A recent systematic review published in npj Science of Learning examines the effects of intelligent tutoring systems (ITSs) on students’ learning and performance in K-12 education. As artificial intelligence in education (AIEd) has expanded rapidly, ITSs have emerged as a key application with the potential to personalize learning and improve educational outcomes. However, despite their growing adoption, their actual educational value remains uncertain. While some studies suggest that ITSs can enhance learning outcomes and even outperform traditional instruction, others report limited or inconsistent effects. In addition, existing research often conflates different educational contexts or focuses on broader AI applications, leaving a lack of systematic understanding of ITS effectiveness specifically in K-12 settings. This study therefore aims to assess the effects of ITSs on K-12 students’ learning and performance and to examine the experimental designs used to evaluate these systems.

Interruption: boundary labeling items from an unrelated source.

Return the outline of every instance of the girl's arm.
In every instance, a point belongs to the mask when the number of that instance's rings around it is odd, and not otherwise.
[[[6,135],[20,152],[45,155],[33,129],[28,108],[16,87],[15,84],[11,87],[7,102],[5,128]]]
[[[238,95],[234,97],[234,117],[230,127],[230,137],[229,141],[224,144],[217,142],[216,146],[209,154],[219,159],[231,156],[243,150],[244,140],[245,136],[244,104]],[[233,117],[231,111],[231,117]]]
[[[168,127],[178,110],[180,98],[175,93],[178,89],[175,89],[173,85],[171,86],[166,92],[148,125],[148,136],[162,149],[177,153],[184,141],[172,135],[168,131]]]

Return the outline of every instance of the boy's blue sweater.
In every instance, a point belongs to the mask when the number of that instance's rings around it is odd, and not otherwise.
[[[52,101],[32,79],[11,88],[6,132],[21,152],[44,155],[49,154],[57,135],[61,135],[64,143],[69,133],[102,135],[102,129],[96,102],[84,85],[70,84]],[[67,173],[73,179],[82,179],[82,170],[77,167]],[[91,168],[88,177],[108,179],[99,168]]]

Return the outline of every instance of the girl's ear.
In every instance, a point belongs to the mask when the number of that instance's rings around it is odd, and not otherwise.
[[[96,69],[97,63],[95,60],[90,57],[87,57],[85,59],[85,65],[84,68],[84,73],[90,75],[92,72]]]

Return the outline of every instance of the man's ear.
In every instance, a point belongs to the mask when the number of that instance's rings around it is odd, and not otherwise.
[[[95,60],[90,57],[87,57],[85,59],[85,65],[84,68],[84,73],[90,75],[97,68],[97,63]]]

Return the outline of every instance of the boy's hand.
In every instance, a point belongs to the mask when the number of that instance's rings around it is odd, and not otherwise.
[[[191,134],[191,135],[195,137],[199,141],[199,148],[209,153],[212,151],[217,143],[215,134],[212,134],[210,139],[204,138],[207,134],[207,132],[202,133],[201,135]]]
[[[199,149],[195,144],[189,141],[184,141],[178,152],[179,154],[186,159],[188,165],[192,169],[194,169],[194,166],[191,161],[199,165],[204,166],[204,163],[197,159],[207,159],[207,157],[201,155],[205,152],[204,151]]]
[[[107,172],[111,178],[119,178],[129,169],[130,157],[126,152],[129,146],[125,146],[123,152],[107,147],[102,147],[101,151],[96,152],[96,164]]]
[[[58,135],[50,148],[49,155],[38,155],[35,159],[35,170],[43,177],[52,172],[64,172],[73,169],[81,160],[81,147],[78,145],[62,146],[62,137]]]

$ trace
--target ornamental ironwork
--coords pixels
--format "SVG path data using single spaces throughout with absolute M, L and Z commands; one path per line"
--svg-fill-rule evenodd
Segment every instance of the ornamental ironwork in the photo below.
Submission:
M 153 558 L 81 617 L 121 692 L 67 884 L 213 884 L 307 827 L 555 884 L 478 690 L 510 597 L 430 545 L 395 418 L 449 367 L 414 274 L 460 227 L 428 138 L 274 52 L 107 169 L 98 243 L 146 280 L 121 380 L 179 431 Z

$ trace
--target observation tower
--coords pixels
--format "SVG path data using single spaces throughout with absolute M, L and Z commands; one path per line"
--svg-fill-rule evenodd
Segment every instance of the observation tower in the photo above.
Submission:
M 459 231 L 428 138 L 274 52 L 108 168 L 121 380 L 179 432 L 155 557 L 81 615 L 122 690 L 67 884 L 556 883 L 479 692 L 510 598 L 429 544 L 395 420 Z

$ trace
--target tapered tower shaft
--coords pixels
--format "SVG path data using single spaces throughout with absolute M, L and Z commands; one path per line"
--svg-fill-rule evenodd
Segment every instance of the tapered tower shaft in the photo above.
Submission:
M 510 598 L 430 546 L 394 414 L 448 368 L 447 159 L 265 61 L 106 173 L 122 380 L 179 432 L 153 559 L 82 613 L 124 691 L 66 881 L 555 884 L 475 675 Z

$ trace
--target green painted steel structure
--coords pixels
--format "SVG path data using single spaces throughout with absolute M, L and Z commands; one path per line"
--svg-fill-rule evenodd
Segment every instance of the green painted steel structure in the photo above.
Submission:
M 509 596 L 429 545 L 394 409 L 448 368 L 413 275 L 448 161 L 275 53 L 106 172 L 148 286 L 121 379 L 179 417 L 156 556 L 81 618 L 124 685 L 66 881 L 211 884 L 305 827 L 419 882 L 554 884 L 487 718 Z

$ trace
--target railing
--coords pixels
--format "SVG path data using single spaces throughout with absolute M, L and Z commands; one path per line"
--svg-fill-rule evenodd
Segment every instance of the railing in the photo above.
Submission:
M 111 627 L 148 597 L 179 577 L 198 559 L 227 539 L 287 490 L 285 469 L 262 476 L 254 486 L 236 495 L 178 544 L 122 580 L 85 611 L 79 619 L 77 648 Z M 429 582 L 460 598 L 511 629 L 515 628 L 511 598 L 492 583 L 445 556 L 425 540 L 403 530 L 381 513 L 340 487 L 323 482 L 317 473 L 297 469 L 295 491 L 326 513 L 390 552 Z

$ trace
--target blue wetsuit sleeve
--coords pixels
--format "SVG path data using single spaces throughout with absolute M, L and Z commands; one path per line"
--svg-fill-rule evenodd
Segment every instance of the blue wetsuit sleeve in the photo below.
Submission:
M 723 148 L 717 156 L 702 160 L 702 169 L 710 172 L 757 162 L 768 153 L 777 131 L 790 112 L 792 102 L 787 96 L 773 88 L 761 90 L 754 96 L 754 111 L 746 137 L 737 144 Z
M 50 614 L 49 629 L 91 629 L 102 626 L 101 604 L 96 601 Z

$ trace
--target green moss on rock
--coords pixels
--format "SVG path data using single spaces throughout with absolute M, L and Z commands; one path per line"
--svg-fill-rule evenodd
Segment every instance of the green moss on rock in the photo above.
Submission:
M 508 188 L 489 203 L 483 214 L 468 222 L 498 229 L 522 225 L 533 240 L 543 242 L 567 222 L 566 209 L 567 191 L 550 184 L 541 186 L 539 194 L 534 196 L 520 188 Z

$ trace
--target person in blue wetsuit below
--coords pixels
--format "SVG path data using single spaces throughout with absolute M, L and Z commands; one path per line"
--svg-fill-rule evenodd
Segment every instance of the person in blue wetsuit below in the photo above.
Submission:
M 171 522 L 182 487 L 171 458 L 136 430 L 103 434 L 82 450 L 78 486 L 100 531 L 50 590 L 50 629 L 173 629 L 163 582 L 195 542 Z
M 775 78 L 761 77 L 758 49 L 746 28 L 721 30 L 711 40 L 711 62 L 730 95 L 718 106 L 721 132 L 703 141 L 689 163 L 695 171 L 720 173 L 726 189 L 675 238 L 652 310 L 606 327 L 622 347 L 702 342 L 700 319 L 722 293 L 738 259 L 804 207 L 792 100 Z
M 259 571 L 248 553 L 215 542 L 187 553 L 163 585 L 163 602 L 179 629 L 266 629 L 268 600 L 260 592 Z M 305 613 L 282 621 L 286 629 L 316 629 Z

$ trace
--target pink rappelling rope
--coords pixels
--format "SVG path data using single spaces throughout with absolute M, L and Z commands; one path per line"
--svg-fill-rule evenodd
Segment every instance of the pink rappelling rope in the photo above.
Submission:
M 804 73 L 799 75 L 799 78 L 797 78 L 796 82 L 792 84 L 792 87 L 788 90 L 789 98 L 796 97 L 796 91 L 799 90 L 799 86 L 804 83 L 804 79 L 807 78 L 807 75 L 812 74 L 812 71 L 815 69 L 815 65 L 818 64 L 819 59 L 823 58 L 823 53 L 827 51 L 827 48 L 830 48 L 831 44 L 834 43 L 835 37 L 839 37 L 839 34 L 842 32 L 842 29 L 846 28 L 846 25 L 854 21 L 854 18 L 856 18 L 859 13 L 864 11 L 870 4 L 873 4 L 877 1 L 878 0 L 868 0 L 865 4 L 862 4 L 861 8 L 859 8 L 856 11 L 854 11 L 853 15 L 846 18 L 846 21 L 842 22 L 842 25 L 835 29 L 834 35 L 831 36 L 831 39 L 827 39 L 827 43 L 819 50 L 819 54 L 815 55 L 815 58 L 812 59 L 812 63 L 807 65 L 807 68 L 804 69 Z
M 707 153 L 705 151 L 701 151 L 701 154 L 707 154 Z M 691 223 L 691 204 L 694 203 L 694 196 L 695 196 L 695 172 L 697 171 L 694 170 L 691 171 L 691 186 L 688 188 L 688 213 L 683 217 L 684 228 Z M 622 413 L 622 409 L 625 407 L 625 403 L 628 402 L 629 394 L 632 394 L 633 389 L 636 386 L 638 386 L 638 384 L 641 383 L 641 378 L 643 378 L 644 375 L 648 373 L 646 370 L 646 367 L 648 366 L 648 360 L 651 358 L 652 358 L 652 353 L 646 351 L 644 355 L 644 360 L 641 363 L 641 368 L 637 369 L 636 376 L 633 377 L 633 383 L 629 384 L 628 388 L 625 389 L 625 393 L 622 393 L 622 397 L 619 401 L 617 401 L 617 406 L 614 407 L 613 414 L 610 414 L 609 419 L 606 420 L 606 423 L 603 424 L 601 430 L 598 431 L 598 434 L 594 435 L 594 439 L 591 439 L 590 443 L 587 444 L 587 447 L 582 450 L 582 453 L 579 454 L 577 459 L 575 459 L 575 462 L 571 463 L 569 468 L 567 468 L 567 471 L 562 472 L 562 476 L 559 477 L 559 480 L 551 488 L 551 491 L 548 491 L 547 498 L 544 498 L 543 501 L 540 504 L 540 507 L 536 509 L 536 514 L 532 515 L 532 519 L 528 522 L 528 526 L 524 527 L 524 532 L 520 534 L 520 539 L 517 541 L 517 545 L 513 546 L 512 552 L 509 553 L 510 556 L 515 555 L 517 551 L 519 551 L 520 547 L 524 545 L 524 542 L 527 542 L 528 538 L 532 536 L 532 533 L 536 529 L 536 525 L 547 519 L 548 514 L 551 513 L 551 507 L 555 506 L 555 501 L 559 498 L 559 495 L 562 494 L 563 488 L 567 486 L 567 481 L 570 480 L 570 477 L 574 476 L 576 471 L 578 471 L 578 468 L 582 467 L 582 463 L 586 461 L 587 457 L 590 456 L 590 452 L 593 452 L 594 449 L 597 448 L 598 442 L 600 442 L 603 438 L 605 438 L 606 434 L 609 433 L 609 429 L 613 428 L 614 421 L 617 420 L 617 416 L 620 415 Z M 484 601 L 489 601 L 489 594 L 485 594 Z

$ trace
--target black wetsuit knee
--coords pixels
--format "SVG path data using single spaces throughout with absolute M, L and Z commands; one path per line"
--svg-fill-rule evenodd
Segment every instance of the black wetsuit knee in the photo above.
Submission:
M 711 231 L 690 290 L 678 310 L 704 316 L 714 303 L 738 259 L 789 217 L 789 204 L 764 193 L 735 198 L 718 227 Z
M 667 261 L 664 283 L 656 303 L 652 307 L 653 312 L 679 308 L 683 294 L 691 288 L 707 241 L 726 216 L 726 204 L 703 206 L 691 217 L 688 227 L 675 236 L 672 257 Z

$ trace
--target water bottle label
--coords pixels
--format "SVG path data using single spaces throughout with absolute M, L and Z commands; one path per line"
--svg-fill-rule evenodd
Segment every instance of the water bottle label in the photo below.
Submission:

The authors conducted a systematic review of 28 empirical studies involving a total of 4,597 students. Most studies adopted quasi-experimental designs, typically comparing an ITS-based intervention group with control conditions such as traditional teacher-led instruction, non-intelligent tutoring systems, modified ITSs, or no control group. The studies covered a range of countries, subjects, and school levels, with a strong concentration in middle and high school STEM education. Intervention durations varied considerably, from a single class session to several weeks or months. The review categorized studies based on educational context, experimental design, and intervention characteristics to enable a structured comparison of findings.
The review finds that ITSs generally have a positive effect on students’ learning and performance in K-12 education, particularly when compared to traditional teacher-led instruction, where most studies report medium to large effects. However, when compared with non-intelligent tutoring systems, the results are more mixed, with several studies finding no significant differences. Substantial heterogeneity is observed across studies due to differences in design, duration, and context. Importantly, the effectiveness of ITSs depends on key features such as personalization, adaptivity, and real-time feedback, as well as on implementation conditions. ITSs that are integrated with teacher support, encourage self-regulated learning, and are used over longer periods tend to produce better outcomes. In contrast, short interventions may be influenced by novelty effects, and learner characteristics such as prior knowledge and educational level also shape outcomes.
Taken together, the findings suggest that ITSs can enhance learning and performance in K-12 education, but their effectiveness is contingent upon pedagogical design and implementation conditions rather than technology alone. ITSs are most effective when aligned with sound instructional principles and used in combination with teacher guidance. The study also highlights limitations in the existing literature, including short intervention durations, limited sample diversity, and a lack of attention to ethical considerations. It calls for future research with more robust experimental designs, longer interventions, and greater attention to ethical issues, particularly as AI technologies continue to evolve and play an increasing role in education.
Source (Open Access): Létourneau, A., Deslandes Martineau, M., Charland, P., Karran, J. A., Boasen, J., & Léger, P. M. (2025). A systematic review of AI-driven intelligent tutoring systems (ITS) in K-12 education. npj Science of Learning, 10(1), 29.